Grace shook her head. “You talk about love the way other people talk about ice cream.”
He shrugged. “One is hot, the other cold. Both taste good.”
“Love isn’t something you can just choose to try.”
“Tell that to her.” Again he indicated the woman in gray. Her face wore an expression that was exquisitely sad. The man in the hat had hold of her hand.
“She doesn’t look like she’s having a ‘grand’ time of it,” said Grace. “I’m not sure that people do when they’re in love.”
“Maybe not. But it’s love that splits you open, lays bare all that soft, raw stuff that’s inside. And that’s something you just have to do if you don’t want to dry up. Love reminds you that you’re alive, Miss Sharp.”
“That is, if it doesn’t kill you.”
“Indeed.”
“Excuse me, sir…” It was their waiter, with someone clerical-looking in a suit, perhaps from the hotel reception.
“What is it?” He looked them up and down.
“There’s a gentleman, sir—out at reception.” This from the clerk.
“What of it?” His tone was curt, irritable. “I have company, as you can see.”
The clerk nodded at Grace. “Begging your pardon, madam. Sir, he says he’s here to speak to you.”
“What’s his name, this
gentleman
? Did he give you his card?”
“No, sir.” The clerk looked embarrassed. “I did ask for his name, of course, but he declined to tell me.”
“For God’s sake.” The American rolled his eyes. “Go tell him I’m otherwise engaged. Or that I’m not here—you couldn’t find me. Tell him what the hell you like. Just get rid of him.” His volume had risen. People at neighboring tables were looking round at them. Grace dipped her head a little and swallowed some White Lady.
“Very good, sir.” The clerk looked as though he was about to say something further but seemingly changed his mind, bit his lower lip. Then he turned and walked away, followed by the waiter.
The American took out another cigarette.
“What was all that about?” asked Grace.
“I’m not sure, though I have my suspicions.” He lit up. “I just hope that’s the end of it. Now, where shall we dine? I can
get us a table in the restaurant here. Or is there someplace else you’d like to take me?”

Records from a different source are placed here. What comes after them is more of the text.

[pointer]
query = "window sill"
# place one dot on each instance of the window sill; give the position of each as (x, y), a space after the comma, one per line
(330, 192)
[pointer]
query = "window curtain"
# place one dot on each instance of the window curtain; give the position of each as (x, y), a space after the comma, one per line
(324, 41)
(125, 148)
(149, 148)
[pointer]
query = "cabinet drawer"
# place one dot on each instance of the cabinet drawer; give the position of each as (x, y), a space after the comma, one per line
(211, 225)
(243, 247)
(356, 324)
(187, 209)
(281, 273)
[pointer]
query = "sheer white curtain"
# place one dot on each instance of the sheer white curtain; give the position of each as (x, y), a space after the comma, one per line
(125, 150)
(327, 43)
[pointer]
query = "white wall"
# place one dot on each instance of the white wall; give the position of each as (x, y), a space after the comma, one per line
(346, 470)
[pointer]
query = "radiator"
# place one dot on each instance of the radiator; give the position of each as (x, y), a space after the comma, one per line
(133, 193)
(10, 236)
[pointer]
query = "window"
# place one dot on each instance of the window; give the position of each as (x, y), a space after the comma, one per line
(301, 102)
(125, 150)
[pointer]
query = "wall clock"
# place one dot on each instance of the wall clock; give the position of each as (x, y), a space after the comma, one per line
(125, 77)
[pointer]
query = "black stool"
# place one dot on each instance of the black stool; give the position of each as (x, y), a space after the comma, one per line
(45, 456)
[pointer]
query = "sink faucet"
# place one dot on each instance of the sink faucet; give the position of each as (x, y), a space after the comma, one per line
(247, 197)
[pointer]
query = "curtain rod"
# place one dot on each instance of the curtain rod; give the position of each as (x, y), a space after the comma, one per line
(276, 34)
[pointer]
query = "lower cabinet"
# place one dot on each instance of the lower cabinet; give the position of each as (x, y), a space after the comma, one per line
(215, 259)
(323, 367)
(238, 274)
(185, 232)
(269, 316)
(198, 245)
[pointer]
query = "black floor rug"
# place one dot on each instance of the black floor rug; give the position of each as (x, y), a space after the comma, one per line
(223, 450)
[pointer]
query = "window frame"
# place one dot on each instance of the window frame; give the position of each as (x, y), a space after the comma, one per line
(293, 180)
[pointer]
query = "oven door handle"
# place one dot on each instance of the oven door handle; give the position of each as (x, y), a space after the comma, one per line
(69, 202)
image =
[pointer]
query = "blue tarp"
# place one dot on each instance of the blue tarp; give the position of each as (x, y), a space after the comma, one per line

“I don’t know.” Grace had noticed the woman in gray was still looking at them. She had bent her head to whisper to the man in the top hat. “I’m not so very hungry. Don’t you think that was a bit strange?”
The pale eyes had turned cold. “Nothing surprises me, Miss Sharp. Not anymore. I think we should finish our drinks and get out of here.”
“Yes, perhaps so. But…”
“I’m sorry, sir.” He was back—the clerk—and looking distinctly uncomfortable. “The gentleman is refusing to leave. He says he needs to speak to you urgently. He says you know who he is.”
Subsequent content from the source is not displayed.